In October - December 2020 the Biblical Museum held an exhibition in the Westerkerk in Amsterdam called NIEUWE AARDE: 12 visioenen (NEW EARTH: 12 visions). This exhibition was a collaboration between the Biblical Museum, The Turn Club and the Westerkerk. The exhibition was an open call for artistic representations of visions for a new earth.

In July - September 2021 the Biblical Museum held an exhibition in Escher in het Paleis and the Kloosterkerk in The Hague called Tijd en Eeuwigheid. Poëzie in beeld en woord (Time and Eternity. Poetry in image and word). This exhibition was also on display in Museum Krona, Uden (October 2021 - January 2022), Museum Klooster Ter Apel (February - May 2022) and CIRCL Amsterdam (May - July 2022).

In January - April 2023 the Biblical Museum held an exhibition in Fotogalerie de Gang Haarlem called Eva, Sara en Hanna. Vrouwen van de wereld (Eve, Sarah and Hannah. Women of the World). This exhibition is also on display in de Openbare Bibliotheek Amsterdam Oosterdok (September - December 2023).
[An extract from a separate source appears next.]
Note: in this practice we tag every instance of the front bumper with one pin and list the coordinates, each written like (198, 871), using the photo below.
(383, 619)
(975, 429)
In March - September 2023 the Biblical Museum held an exhibition in Buitenplaats Doornburgh called EXODUS. Hedendaagse kunst, urgente verhalen (EXODUS. Contemporary art, urgent stories). This exhibition was a collaboration between the Biblical Museum and Buitenplaats Doornburgh. It was an open call centered around the concept of EXODUS. Out of 700 plus reactions, 28 artists were chosen.